Même en comptant les bourgs, l'espace occupé par la cité de Carcassonne nous semble aujourd'hui étrangement exigu; déjà en temps de paix les citadins se contentaient d'un espace vital très réduit, et si les salles des palais étaient vastes, les maisons étaient entassées les unes sur les autres, les pièces petites et les familles nombreuses des gens de condition modeste ou moyenne logeaient dans une seule pièce. En temps de guerre la ville devenait une véritable fourmilière, et en août 1209 la ville de Carcassonne devait loger plusieurs dizaines de milliers de personnes (plus les chevaux et le bétail) sur quelque 9000, ou, avec les bourgs 15000 mètres carrés.

Les croisés arrivent devant Carcassonne le 1 août, exaltés par un succès aussi foudroyant qu'imprévu; le 3 août ils se lancent à l'assaut du Bourg, au chant de Veni Sancte Spiritus; ce bourg, le plus faible des deux, ne résiste pas à l'attaque malgré l'héroïsme du vicomte, et ses défenseurs et sa population sont forcés de l'abandonner et de se retirer dans la cité. Le Castellar, mieux fortifié, repousse l'assaut, et les assaillants mettent en marche les machines. Les mineurs parviennent à saper et à faire tomber un pan de la muraille du Castellar dont les croisés s'emparent le 8 août, mais ils se retirent pour la nuit et le vicomte reprend le bourg et massacre la garnison laissée sur place.

Pour la première fois, de véritables opérations militaires sont engagées, et les croisés ont affaire à forte partie. Le jeune vicomte est un vaillant guerrier et est entouré par l'élite des chevaliers du pays. Mais l'été chaud et sec fit bientôt surgir l'allié habituel des armées assiégeantes: la soif. Si la ville ne manquait pas de vivres, elle commençait à manquer d'eau. La ville et les fossés commençaient à s'encombrer des charognes dont la décomposition rapide, par ces chaudes journées d'août, répandait par toute la cité une odeur pestilentielle et des nuées de mouches noires.

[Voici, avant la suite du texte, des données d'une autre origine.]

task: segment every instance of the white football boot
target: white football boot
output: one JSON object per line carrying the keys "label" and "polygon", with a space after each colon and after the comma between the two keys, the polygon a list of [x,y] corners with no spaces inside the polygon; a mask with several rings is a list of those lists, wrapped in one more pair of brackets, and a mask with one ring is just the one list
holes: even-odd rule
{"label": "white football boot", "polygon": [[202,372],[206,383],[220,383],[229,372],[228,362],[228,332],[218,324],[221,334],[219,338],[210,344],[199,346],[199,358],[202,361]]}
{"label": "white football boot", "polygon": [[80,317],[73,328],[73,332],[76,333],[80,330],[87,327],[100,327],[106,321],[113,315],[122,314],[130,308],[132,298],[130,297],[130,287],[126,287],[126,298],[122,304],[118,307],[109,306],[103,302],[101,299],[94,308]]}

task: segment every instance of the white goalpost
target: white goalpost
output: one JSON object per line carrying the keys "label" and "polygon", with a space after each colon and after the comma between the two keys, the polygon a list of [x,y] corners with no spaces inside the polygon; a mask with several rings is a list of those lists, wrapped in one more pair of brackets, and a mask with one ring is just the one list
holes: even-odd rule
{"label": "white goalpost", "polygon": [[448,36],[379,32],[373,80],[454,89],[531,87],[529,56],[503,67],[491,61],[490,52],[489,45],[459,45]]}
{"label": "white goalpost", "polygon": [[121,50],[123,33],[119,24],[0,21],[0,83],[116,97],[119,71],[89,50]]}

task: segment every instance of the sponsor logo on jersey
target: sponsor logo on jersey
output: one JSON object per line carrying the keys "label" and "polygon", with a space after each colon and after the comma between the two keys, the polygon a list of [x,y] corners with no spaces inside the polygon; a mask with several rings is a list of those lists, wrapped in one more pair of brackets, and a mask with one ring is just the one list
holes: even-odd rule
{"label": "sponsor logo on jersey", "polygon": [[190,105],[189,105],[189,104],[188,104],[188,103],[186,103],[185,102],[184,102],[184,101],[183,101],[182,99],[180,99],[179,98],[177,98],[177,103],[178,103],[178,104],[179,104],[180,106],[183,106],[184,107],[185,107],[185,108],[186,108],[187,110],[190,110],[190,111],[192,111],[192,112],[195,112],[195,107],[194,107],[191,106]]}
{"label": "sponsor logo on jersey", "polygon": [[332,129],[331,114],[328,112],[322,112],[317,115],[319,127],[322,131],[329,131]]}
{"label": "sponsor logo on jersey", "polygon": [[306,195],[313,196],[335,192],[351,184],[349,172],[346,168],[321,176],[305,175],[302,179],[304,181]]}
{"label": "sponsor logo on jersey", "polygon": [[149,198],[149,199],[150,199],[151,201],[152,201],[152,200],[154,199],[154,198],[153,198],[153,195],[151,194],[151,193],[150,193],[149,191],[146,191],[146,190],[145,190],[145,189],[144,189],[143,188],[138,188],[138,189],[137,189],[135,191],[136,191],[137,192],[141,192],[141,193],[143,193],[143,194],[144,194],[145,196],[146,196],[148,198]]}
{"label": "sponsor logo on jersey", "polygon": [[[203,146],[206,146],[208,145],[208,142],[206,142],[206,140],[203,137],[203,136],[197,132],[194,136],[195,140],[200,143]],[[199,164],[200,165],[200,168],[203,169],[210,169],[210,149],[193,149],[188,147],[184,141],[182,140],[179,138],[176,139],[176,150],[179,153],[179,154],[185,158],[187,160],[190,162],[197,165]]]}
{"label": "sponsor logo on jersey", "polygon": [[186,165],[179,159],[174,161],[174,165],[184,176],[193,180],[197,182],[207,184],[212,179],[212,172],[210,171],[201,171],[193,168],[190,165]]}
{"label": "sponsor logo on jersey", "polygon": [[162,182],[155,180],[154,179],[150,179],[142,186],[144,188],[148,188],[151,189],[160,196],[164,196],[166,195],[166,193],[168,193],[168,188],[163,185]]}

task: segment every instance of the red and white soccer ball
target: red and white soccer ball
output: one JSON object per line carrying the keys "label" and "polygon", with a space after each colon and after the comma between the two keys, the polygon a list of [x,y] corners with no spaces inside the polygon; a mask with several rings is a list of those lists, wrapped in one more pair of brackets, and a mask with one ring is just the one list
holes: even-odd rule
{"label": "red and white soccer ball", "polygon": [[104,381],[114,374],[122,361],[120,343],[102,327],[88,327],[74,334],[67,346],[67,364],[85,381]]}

Raymond-Roger se voit donc contraint d'entrer en pourparlers avec l'ennemi. Selon G. de Tudèle, il fait appel à la médiation du roi d'Aragon, son suzerain. Pierre II tente en effet d'intercéder, et, avec le comte de Toulouse, son beau-frère, va trouver l'abbé de Cîteaux, et plaide la cause du jeune Trencavel, qui, dit-il, est innocent des crimes de ses sujets. Arnaud-Amaury, lassé depuis longtemps de l'éternelle équivoque qui tend à faire absoudre tous les crimes des "sujets" par la prétendue innocence des chefs, répond par un ultimatum insultant: puisque le vicomte est lui-même innocent on lui accorde la vie sauve et la permission de sortir "lui treizième" (avec douze chevaliers de son choix) en laissant tous les habitants de la ville à la merci du vainqueur. Pierre II rentre dans la cité assiégée et transmet cette proposition au vicomte; celui-ci répond qu'il aimerait mieux être écorché vif. Le roi d'Aragon se retire, ulcéré par le peu de cas que les croisés ont fait de son intervention, et le siège continue. La situation des assiégés devient de plus en plus difficile.

"...L'évêque, les prieurs, les moines, les abbés s'écrient: "Au pardon! que tardez-vous?" Le vicomte et les siens sont montés sur le mur: ils lancent avec des arbalètes des carreaux empennés, et de part et d'autre il périt beaucoup de monde. N'eût été l'affluence du peuple qui s'était réfugié là, d'une année ils n'eussent point été pris et forcés, car les tours étaient hautes et les murs pourvus de créneaux. Mais (les croisés) leur ont coupé l'eau, et les puits sont desséchés par la grande chaleur et par le fort été. Par la puanteur des hommes qui sont tombés malades et du nombreux bétail qui a été écorché dans la ville, et qu'on y avait rassemblé de tout le pays, par les grands cris que poussent de toutes parts femmes et petits enfants dont ils sont encombrés... Les mouches, par la suite de la chaleur, les ont tant tourmentés que de leur vie ils ne s'étaient trouvés en telle détresse62".